Carbon is a town in Eastland County, Texas, United States. The population was 281 at the 2020 census.

==Geography==
According to the United States Census Bureau, Carbon has a total area of 1.0 sqmi, all land.

==Demographics==

As of the census of 2000, there were 224 people, 98 households, and 68 families residing in the town. The population density was 219.6 PD/sqmi. There were 120 housing units at an average density of 117.7 /sqmi. The racial makeup of the town was 92.41% White, 5.36% from other races, and 2.23% from two or more races. Hispanic or Latino of any race were 7.14% of the population.

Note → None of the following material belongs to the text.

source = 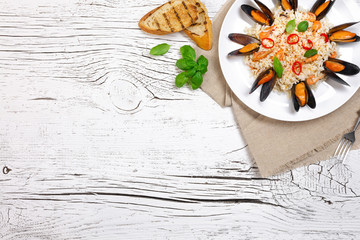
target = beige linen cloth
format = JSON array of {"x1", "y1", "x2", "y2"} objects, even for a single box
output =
[{"x1": 196, "y1": 0, "x2": 360, "y2": 177}]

There were 98 households, out of which 27.6% had children under the age of 18 living with them, 62.2% were married couples living together, 6.1% had a female householder with no husband present, and 30.6% were non-families. 27.6% of all households were made up of individuals, and 15.3% had someone living alone who was 65 years of age or older. The average household size was 2.29 and the average family size was 2.79.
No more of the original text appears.